‘A home without a mother is simpler. Messier. Lonelier’ – What happened to my family and my four sons when my wife Kate died

A home without a mother is a strange thing. There’s the obvious stuff – some flourishes of domestic care are sorely missing. Soap and hand towels are absent from bathrooms. Piles of laundry grow untended like weeds. There are never flowers. There are no new scented candles. No new plates purchased. It’s simpler. Messier. Lonelier.

t’s also less magical. Parties are less flamboyant. There are fewer cakes, no fancy tablecloths, no streamers, party hats, or special playlists. Weekends have fewer activities. With one less adult to get through the endless domestic chores, the children too often spend Saturdays lounging around on screens while I cook, clean, tidy and hoover. We used to go on walks, or on outings to cool places. Now, I struggle to find the time, and the energy.

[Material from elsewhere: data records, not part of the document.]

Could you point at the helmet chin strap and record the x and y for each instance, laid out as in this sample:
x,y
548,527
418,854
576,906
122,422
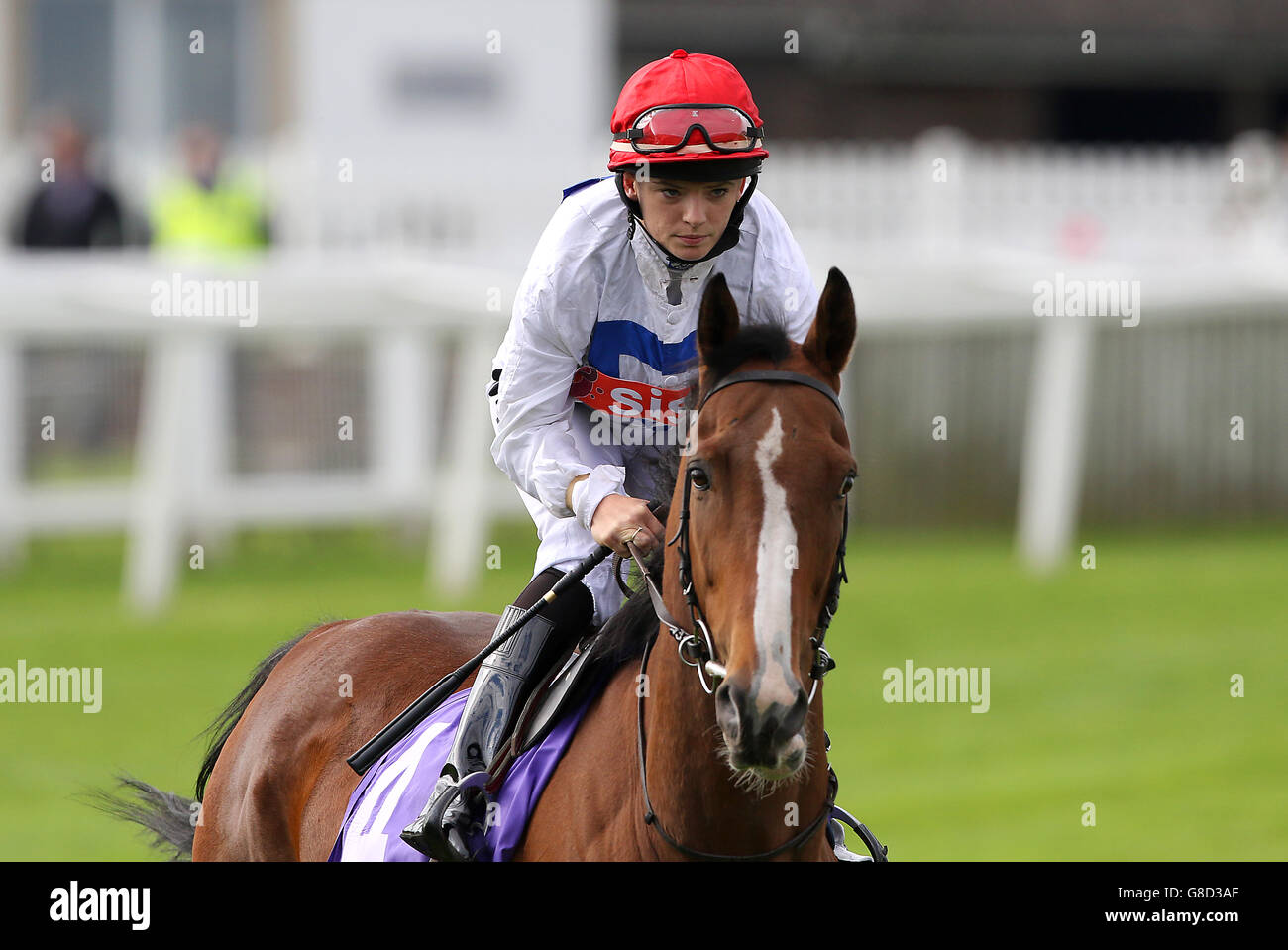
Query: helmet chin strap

This will be my four boys’ second Mother’s Day without a mother. My wife Kate died of cancer in January last year. It was fairly sudden: six months from diagnosis to death. She was 46.

We were all a little shell-shocked this time last year. The first two months were a bit of a blur. I don’t think we honoured last year’s Mother’s Day at home in any way. I’m pretty sure their teachers toned down the activities in their classes. I’m hoping they did the same again this year.

Maybe I’m being hard-hearted, but it’s a bit of a Hallmark day, isn’t it?

It’s a marketing ruse to drive sales of cards, keep florists busy and increase the numbers of breakfasts in bed. I guess these are all lovely things in a normal home. In my experience, mothers are due every bit of spoiling that comes their way. But in this motherless home, we’ll just skip the whole thing.

That’s not to say Kate isn’t a presence in our lives. There are pictures of her on the wall. We talk about her every day. Remember when Mum made us all roll down the hill? Remember Mum’s silly dance?
Remember when Mum bought carnivorous plants – a pitcher plant and a Venus fly trap – and we sat watching them, waiting for them to start gorging on insects? Remember how Mum would hide all your stuffed toys?

I also tell the children stories about Kate from before they were born. Mum went to Mount Everest. Mum went to Machu Picchu. Mum’s gall bladder almost exploded on an island off the coast of America.

One other time, Mum’s appendix did rupture on an island in the far east and she had to be airlifted to a hospital somewhere. Medical misadventure was high on Kate’s list of achievements.

When Mum was five she ran away from school and made her way home all by herself. Mum designed that big building. Mum went to school in Paris and loved the falafel there. Let’s go to Paris. Will we?

It seems strange sometimes that a life is remembered only as these snapshot anecdotes. But it’s also fun. Reductive but fun. And these stories are a great way to distract the boys when they get sad.

This can happen suddenly for the smaller boys. It’s classic puddle jumping – a term for children’s response to grief. The theory is that kids experience sudden, strong overwhelming sadness, but can quickly move on – like jumping in and out of a puddle. When this happens, the three younger ones don’t say much.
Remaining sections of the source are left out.